La notte del 6 dicembre 2007, sette operai dello stabilimento di venivano investiti da una fuoriuscita di olio bollente in pressione, che immediatamente prendeva fuoco. Sette sarebbero morti nel giro di un mese, mentre un altro operaio restava ferito in maniera non grave. Critiche all'azienda sono state sollevate da più parti, sia perché alcuni degli operai coinvolti nell'incidente stavano lavorando da 12 ore, avendo quindi accumulato 4 ore di straordinario, sia perché secondo le testimonianze di alcuni operai i sistemi di sicurezza non hanno funzionato (estintori scarichi, idranti malfunzionanti, mancanza di personale specializzato). L'azienda aveva smentito che all'origine dell'incendio vi fosse una violazione degli standard di sicurezza. La Guardia di Finanza ha sequestrato all'amministratore delegato della Thyssenkrupp Italiana un documento dove si affermava che Antonio Boccuzzi, l'unico testimone sopravvissuto, «doveva essere fermato con azioni legali», in quanto sosteneva in televisione accuse pesanti contro la multinazionale. Il documento attribuiva la colpa dell'incendio ai sette operai, che si erano distratti. Per l'amministratore delegato verrà poi formulata dai pubblici ministeri l'ipotesi di reato di omicidio volontario con dolo eventuale e incendio doloso, mentre altri cinque dirigenti saranno accusati di omicidio colposo ed incendio doloso; per tutti l'omissione dolosa dei sistemi antinfortunistici. 
Quindi la sentenza accoglie in toto l'impostazione dell'accusa, sostenuta dal procuratore Guariniello, che commenta così la sentenza: E' il salto più grande di sempre in tutta la giurisprudenza in materia di incidenti sul lavoro. Deve far sperare i lavoratori e far pensare gli imprenditori.Tutte le nostre richieste sono state accolte, ma una condanna non è mai né una vittoria, né una festa. Se si potessero evitare questi processi sarebbe meglio per tutti."
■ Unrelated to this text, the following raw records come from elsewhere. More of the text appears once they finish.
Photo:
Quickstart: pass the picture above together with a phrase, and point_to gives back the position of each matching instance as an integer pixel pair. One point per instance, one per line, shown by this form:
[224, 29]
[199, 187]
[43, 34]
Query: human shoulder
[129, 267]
La consapevole negligenza è stata punita: chi avrebbe dovuto investire sulla sicurezza antincendio non l'ha fatto per scelta, per risparmiare, accettando il rischio di un incidente (che l'assicurazione temeva, avendo posto una franchigia di ben 100 milioni!). Infatti Espenhahn posticipò di un anno gli investimenti antincendio relativi a Torino, avendo già programmato la chiusura dello stabilimento, e rinviò gli interventi sulla linea 5, quella dell'incidente, al momento del suo trasloco a Terni. Intanto gli operai a Torino mcontinuavano a lavorare in condizioni sempre più precarie e abbandonati a se stessi. 
Quindi la sentenza ha detto basta alle speculazioni sulla pelle dei lavoratori e ha detto basta all'ipocrisia delle parole: mai che queste morti fossero chiamate con la parola giusta, omicidio. Morti bianche, incidenti sul lavoro, casualità, distrazione degli operai, mancato rispetto da parte dei lavoratori delle n orme di sicurezza. Mai che comparisse la parola omicidio. 
E allora una rosa per questi morti bruciati, i cui nomi in ordine alfabetico sono: Giuseppe De Masi, Angelo Laurino, Rocco Marzo, Rosario Rodinò, Bruno Santino, Antonio Schiavone, Roberto Scola. 
I magistrati hanno fatto un ottimo lavoro, lavorato con serietà, dimostrato che la legge può essere uguale per tutti, senza timori reverenziali nei confronti dei potenti di turno.
Una rosa che assume anche il significato di ribadire che i magistrati devono restare indipendenti dal potere politico e devono essere difesi da chi, per interesse personale e illegittimo, vuole screditarli e indebolirli. O renderli ossequiosi nei confronti del potere. E dei primi ministri in particolare.